In calculate_business_review_count.pig, I calculated the review_count for each business (active-user vs. all-user), here they are still in their own rows, I stored them in temp1 and temp2 tables.
In combine_review_count_to_business.pig, I loaded the temp1 and temp2 tables, then join all there tables together, so that for each business_id, we have three review counts, the review_count given by the source data(review_count_recorded), the review_count calculated based on active_users(review_count_active_user) , and the review_count calculated based on all_users(review_count_all_user).
It turns out that the review_count given by the data source doesn't match the actual calculated data.
After this I loaded the new business table into
yuan_yelp_business_wrc_hbase_sync
----------
Perl CGI
----------
#see yelp.pl for source code of the script
Here the interface first detect if a keyword parameter is present, if not then it will wait until you enters one.
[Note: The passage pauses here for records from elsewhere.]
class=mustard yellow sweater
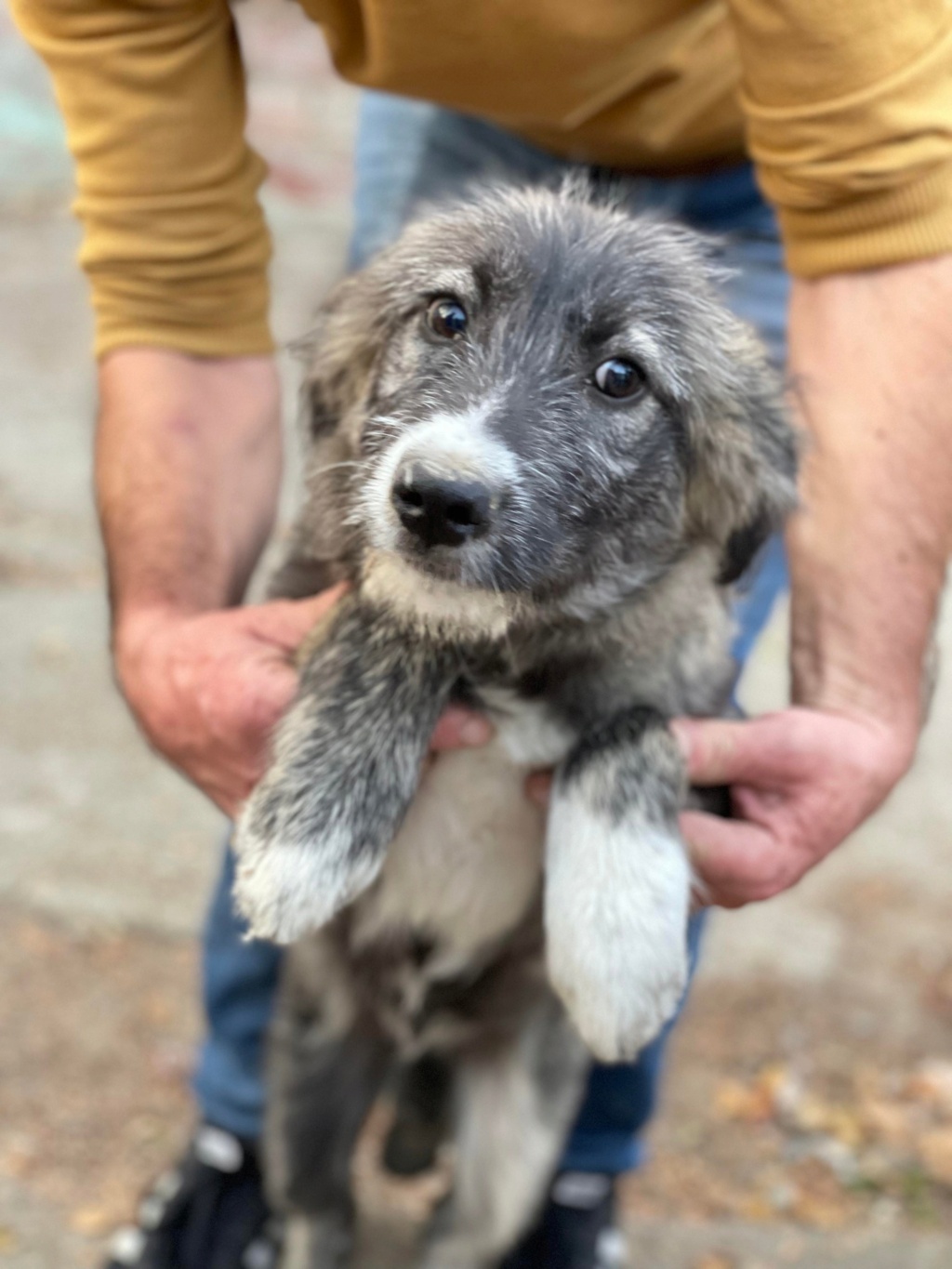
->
[13,0,952,355]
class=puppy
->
[235,188,796,1269]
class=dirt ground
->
[0,0,952,1269]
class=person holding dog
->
[14,0,952,1269]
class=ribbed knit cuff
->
[93,321,274,358]
[764,164,952,278]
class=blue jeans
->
[194,93,787,1172]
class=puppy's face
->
[306,186,792,624]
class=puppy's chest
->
[354,688,576,954]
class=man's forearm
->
[789,258,952,757]
[97,349,281,635]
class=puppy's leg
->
[264,934,391,1269]
[423,994,589,1269]
[545,709,691,1063]
[235,597,452,943]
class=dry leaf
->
[70,1207,114,1238]
[917,1128,952,1186]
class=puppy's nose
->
[391,472,491,547]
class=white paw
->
[233,797,379,943]
[546,796,691,1063]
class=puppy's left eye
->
[595,357,645,397]
[427,297,469,338]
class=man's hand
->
[117,587,491,817]
[97,348,491,814]
[677,257,952,907]
[674,708,911,907]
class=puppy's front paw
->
[233,776,379,943]
[546,797,691,1063]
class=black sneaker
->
[104,1124,281,1269]
[501,1172,626,1269]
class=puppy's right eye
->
[427,296,469,338]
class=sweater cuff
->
[93,277,274,358]
[763,163,952,278]
[93,321,274,358]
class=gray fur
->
[236,189,796,1269]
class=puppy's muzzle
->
[391,470,494,549]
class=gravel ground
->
[0,0,952,1269]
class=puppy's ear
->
[268,265,403,599]
[688,324,799,585]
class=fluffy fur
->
[236,181,796,1269]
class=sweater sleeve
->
[730,0,952,277]
[13,0,271,357]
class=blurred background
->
[0,0,952,1269]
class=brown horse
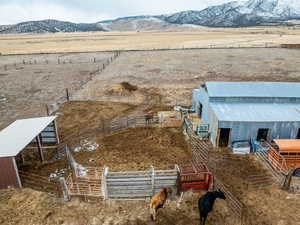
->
[150,187,172,221]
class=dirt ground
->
[74,127,191,171]
[0,189,234,225]
[57,101,137,141]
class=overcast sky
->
[0,0,236,24]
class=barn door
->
[217,128,231,148]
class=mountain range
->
[0,0,300,34]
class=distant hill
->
[159,0,300,27]
[0,0,300,34]
[99,16,201,31]
[0,20,104,34]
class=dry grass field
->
[74,48,300,105]
[0,48,300,128]
[0,27,300,54]
[0,28,300,225]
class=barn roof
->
[274,139,300,152]
[0,116,56,157]
[210,102,300,122]
[205,82,300,98]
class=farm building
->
[0,116,59,189]
[192,82,300,147]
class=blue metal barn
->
[192,82,300,147]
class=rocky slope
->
[0,20,104,34]
[0,0,300,34]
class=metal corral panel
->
[0,116,56,157]
[0,157,20,189]
[205,82,300,98]
[210,103,300,122]
[219,122,300,143]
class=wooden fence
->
[102,167,179,199]
[19,170,61,197]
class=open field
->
[0,53,112,128]
[73,49,300,105]
[0,27,300,54]
[0,48,300,128]
[0,28,300,225]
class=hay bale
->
[106,82,138,96]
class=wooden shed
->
[0,116,59,189]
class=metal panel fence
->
[183,117,246,224]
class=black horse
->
[198,189,226,225]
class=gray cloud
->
[0,0,234,24]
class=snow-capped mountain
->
[0,0,300,34]
[160,0,300,27]
[0,20,104,34]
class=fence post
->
[66,88,70,101]
[59,177,70,201]
[151,165,155,195]
[46,104,50,116]
[102,167,109,200]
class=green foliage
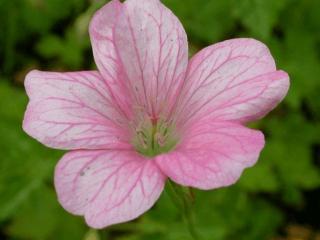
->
[0,0,320,240]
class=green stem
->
[168,180,201,240]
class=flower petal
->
[89,0,132,115]
[23,71,130,149]
[156,121,264,190]
[177,39,289,127]
[114,0,188,117]
[55,150,165,228]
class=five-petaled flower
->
[23,0,289,228]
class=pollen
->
[132,117,179,157]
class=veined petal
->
[23,71,131,149]
[177,39,289,126]
[114,0,188,117]
[55,150,165,228]
[89,0,132,115]
[156,121,264,190]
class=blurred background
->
[0,0,320,240]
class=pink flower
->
[23,0,289,228]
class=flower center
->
[132,118,178,157]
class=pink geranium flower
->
[23,0,289,228]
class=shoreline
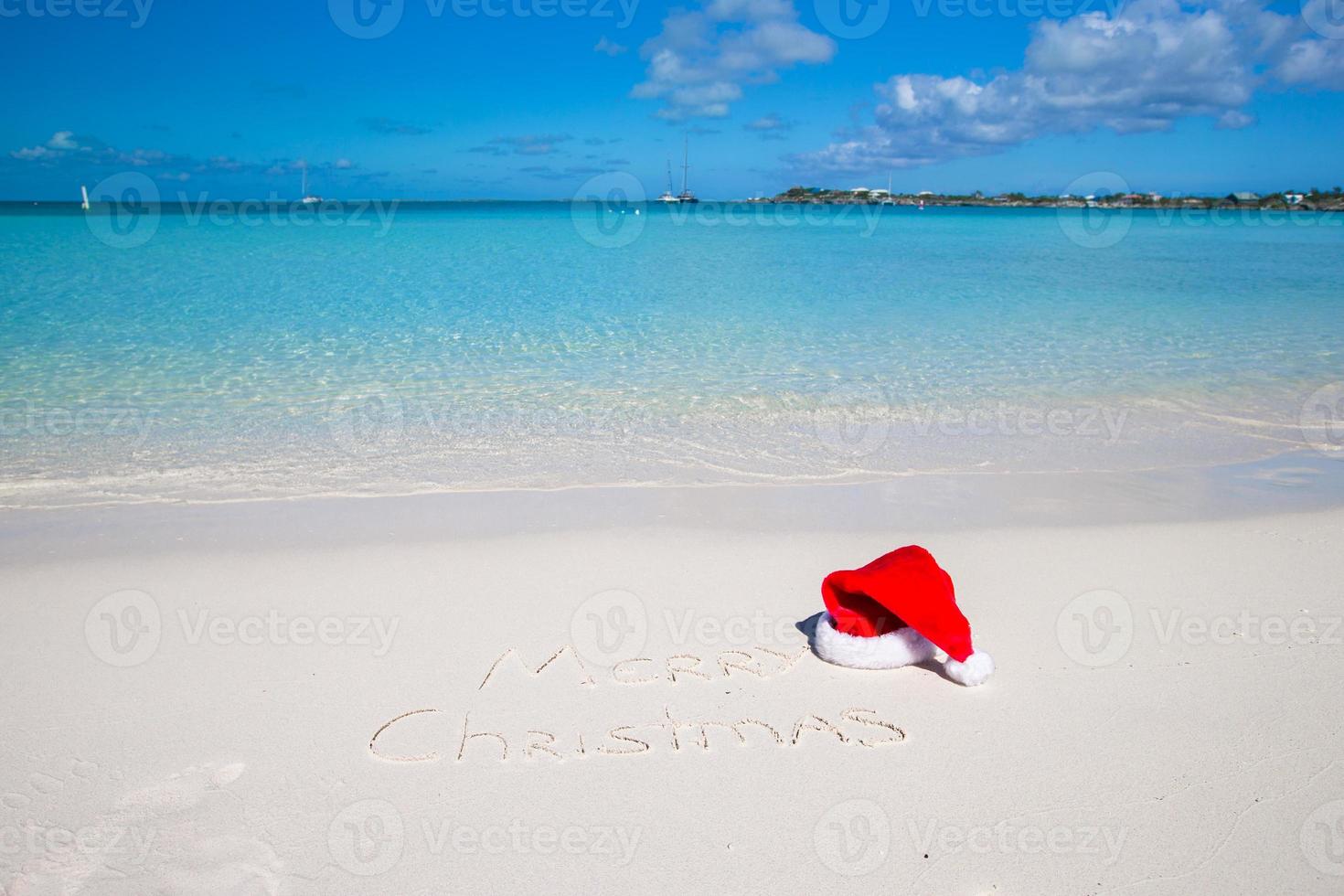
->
[0,450,1344,564]
[0,489,1344,895]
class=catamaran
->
[676,137,700,203]
[298,161,323,206]
[658,158,681,203]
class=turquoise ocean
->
[0,203,1344,507]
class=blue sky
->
[0,0,1344,198]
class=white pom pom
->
[944,650,995,688]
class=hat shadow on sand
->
[793,610,955,684]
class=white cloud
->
[792,0,1344,172]
[47,131,80,149]
[592,35,629,57]
[630,0,836,121]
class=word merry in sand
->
[368,707,906,762]
[477,644,807,690]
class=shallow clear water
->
[0,203,1344,507]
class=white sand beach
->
[0,486,1344,896]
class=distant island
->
[747,187,1344,211]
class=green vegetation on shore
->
[749,187,1344,211]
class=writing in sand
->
[368,645,906,763]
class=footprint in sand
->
[0,763,291,896]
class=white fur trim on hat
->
[812,613,934,669]
[942,650,995,688]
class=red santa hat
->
[812,544,995,687]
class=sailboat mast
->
[681,135,691,194]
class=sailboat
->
[676,137,700,203]
[298,161,323,206]
[879,171,896,206]
[658,158,681,203]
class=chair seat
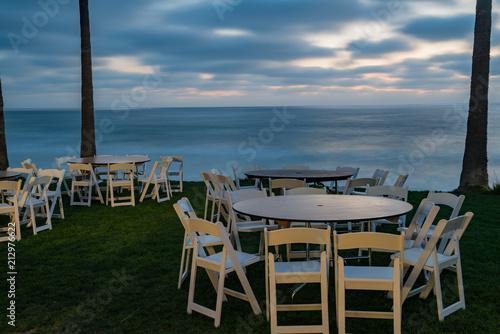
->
[24,197,47,208]
[236,220,279,232]
[344,266,394,282]
[205,251,260,271]
[290,222,329,228]
[186,235,222,247]
[0,203,15,213]
[274,261,321,276]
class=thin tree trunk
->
[459,0,492,190]
[79,0,96,157]
[0,79,9,170]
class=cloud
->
[401,14,474,41]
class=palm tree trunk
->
[0,79,9,170]
[79,0,96,158]
[458,0,492,190]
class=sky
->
[0,0,500,109]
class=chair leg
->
[214,261,226,327]
[337,280,345,334]
[203,189,208,220]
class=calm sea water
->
[5,104,500,190]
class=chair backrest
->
[225,189,267,227]
[336,166,359,179]
[232,165,259,189]
[405,198,440,247]
[427,191,465,219]
[438,212,474,256]
[174,197,198,222]
[182,215,230,250]
[264,226,332,249]
[372,169,389,185]
[23,175,52,205]
[214,174,238,198]
[68,164,93,172]
[285,187,326,196]
[333,231,404,257]
[21,159,38,176]
[365,186,408,202]
[394,173,409,187]
[160,156,183,170]
[108,163,135,174]
[54,156,76,170]
[269,179,306,193]
[170,156,184,168]
[38,169,66,194]
[200,172,215,196]
[264,226,332,262]
[7,167,33,196]
[344,177,379,195]
[282,165,309,170]
[0,180,22,203]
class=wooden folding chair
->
[174,197,223,289]
[391,212,473,321]
[137,160,172,203]
[38,169,65,219]
[183,215,261,327]
[333,231,404,333]
[106,163,135,207]
[0,180,21,242]
[68,164,104,206]
[265,227,331,334]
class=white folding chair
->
[392,212,474,321]
[208,171,238,224]
[106,163,135,207]
[372,169,389,186]
[38,169,65,219]
[333,231,404,333]
[427,191,465,244]
[200,172,219,222]
[265,227,331,334]
[0,180,22,242]
[174,197,223,289]
[233,165,260,190]
[137,160,171,203]
[226,189,279,260]
[329,166,359,194]
[394,174,409,187]
[365,185,408,232]
[54,156,75,195]
[160,156,184,196]
[343,177,380,195]
[18,175,52,235]
[121,154,148,184]
[21,159,38,176]
[183,215,261,327]
[68,164,104,206]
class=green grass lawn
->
[0,182,500,334]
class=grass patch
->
[0,182,500,334]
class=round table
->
[233,195,413,265]
[245,169,352,193]
[233,195,413,226]
[68,155,151,166]
[0,170,21,180]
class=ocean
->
[4,104,500,191]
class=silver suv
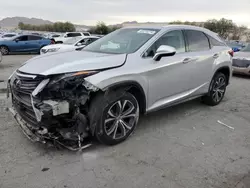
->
[8,25,233,150]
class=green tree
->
[18,22,24,29]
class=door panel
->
[144,30,196,110]
[146,53,196,110]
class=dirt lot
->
[0,56,250,188]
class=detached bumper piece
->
[8,71,94,151]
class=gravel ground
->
[0,55,250,188]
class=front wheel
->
[89,91,140,145]
[202,72,227,106]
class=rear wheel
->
[202,72,227,106]
[0,46,9,55]
[89,91,139,145]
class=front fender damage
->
[29,78,99,151]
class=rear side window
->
[16,35,28,41]
[207,35,225,46]
[185,30,210,52]
[144,30,186,57]
[67,33,82,37]
[28,35,42,40]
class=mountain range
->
[0,16,167,29]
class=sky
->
[0,0,250,28]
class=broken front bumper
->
[7,85,92,151]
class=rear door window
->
[185,30,210,52]
[67,33,82,37]
[16,35,28,41]
[207,35,225,46]
[28,35,42,40]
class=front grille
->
[11,73,44,126]
[233,59,250,68]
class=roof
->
[124,24,221,41]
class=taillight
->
[228,50,234,57]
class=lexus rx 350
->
[8,25,233,150]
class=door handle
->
[213,54,219,59]
[182,58,194,64]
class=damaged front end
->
[8,71,99,150]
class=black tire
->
[89,91,140,145]
[202,72,228,106]
[0,46,9,55]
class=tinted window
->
[2,34,16,38]
[241,44,250,52]
[16,35,28,41]
[91,38,98,42]
[144,30,186,57]
[83,28,159,54]
[207,35,225,46]
[28,35,42,40]
[67,33,82,37]
[82,33,90,36]
[185,30,210,52]
[52,35,60,38]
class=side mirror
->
[153,45,176,61]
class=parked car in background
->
[233,44,250,75]
[40,36,99,54]
[8,25,232,150]
[53,32,90,44]
[1,33,18,39]
[0,35,52,55]
[227,41,245,52]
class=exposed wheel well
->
[215,67,230,85]
[105,82,146,113]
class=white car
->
[53,32,90,44]
[1,33,18,39]
[40,36,99,54]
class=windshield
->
[63,37,81,44]
[83,28,159,54]
[241,44,250,52]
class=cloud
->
[0,0,250,26]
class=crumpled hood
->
[18,51,127,75]
[234,52,250,59]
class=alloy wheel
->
[212,77,226,102]
[104,100,139,140]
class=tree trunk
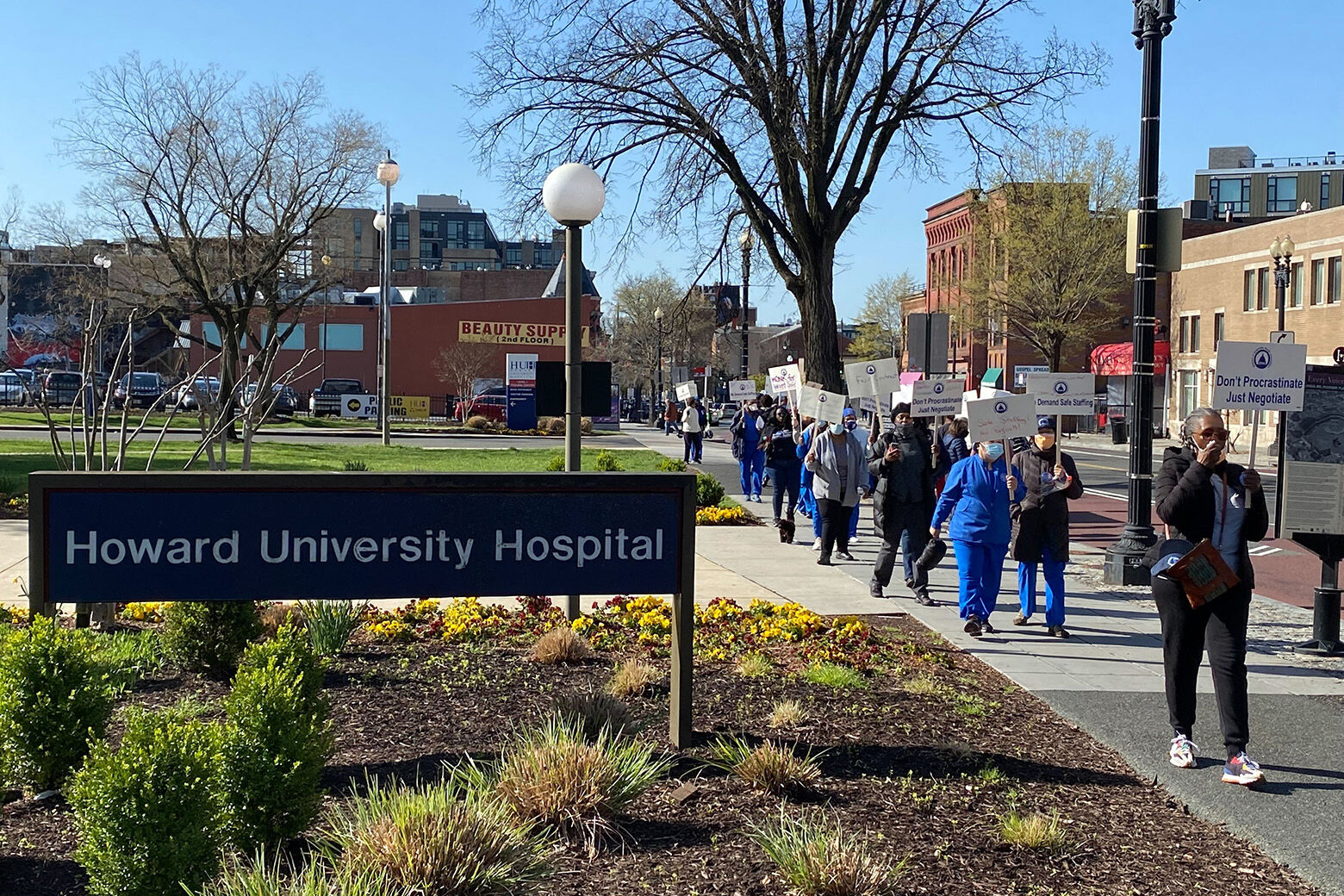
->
[789,242,844,392]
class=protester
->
[1012,416,1083,638]
[802,423,868,565]
[663,399,681,435]
[681,396,708,464]
[765,407,802,526]
[1148,407,1269,786]
[868,403,934,606]
[929,442,1025,638]
[729,395,773,502]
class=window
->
[1178,370,1199,420]
[1208,177,1252,215]
[1267,175,1297,212]
[261,324,304,352]
[1178,314,1199,352]
[321,324,364,352]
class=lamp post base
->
[1102,526,1157,586]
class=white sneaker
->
[1169,735,1199,768]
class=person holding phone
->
[929,442,1027,638]
[1149,407,1269,786]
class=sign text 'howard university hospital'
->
[35,474,694,602]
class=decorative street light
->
[373,151,401,445]
[737,224,756,379]
[542,161,610,623]
[1102,0,1176,584]
[1269,235,1297,538]
[542,161,607,473]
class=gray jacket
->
[804,430,868,507]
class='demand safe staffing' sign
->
[457,321,588,345]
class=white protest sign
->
[799,385,845,423]
[909,380,961,416]
[1027,373,1097,416]
[729,380,756,401]
[1210,339,1306,411]
[967,394,1036,442]
[844,358,900,396]
[770,364,802,398]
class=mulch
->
[0,617,1318,896]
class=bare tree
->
[961,129,1137,370]
[849,271,922,360]
[60,53,380,466]
[472,0,1106,389]
[430,343,499,418]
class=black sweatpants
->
[817,497,854,560]
[1153,576,1251,757]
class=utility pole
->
[1104,0,1176,584]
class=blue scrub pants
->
[737,442,765,498]
[951,541,1008,622]
[1017,544,1065,626]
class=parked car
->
[308,379,365,416]
[0,370,28,404]
[243,383,298,416]
[41,370,84,407]
[111,372,168,411]
[170,376,219,411]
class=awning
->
[1092,343,1172,376]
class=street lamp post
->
[373,152,401,445]
[737,226,756,379]
[542,161,607,619]
[1269,236,1297,538]
[1104,0,1176,584]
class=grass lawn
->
[0,439,663,495]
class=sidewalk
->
[625,434,1344,896]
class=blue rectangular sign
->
[29,473,695,603]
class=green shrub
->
[594,449,625,473]
[219,625,334,852]
[695,473,723,507]
[70,708,225,896]
[327,781,548,896]
[163,600,261,677]
[94,629,164,694]
[0,617,115,790]
[300,600,367,656]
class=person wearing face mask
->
[868,403,934,606]
[1012,416,1083,638]
[929,442,1027,638]
[802,414,868,565]
[1148,407,1269,786]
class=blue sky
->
[0,0,1344,321]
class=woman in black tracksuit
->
[1150,408,1269,785]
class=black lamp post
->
[1104,0,1176,584]
[1269,236,1297,538]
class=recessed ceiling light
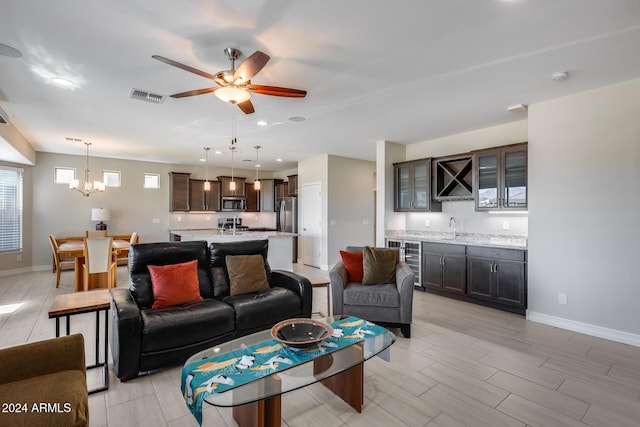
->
[551,71,569,82]
[0,43,22,58]
[51,77,75,87]
[507,104,527,113]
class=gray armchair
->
[329,246,414,338]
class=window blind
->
[0,166,23,252]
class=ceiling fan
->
[152,47,307,114]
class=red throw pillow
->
[148,259,203,308]
[340,251,364,282]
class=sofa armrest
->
[271,270,313,317]
[329,261,347,316]
[0,334,86,384]
[109,289,142,379]
[396,261,415,323]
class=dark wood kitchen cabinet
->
[244,181,262,212]
[393,158,442,212]
[422,242,467,294]
[287,175,298,197]
[467,246,527,310]
[169,172,191,212]
[473,143,527,211]
[189,179,220,212]
[433,154,473,202]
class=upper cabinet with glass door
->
[473,143,527,211]
[394,159,442,212]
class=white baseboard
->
[0,266,38,277]
[527,310,640,347]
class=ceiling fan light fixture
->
[218,85,251,104]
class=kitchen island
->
[170,228,297,271]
When a keyword is present, it will first pull all of the data in the hbase table yuan_yelp_business_wrc_hbase_sync, then it will filter all the records by matching the keyword with all the records' name and category field.
I know that getting all the records is not very good here(there are 10k records in that table). However in the $hbase->get method there is only a where => keystartswith method, which is not sufficient here. I am not sure what is the best solution here.
Anyway this is the project on Thursday, Dec 3rd, and I will add the speed layer in the next few days.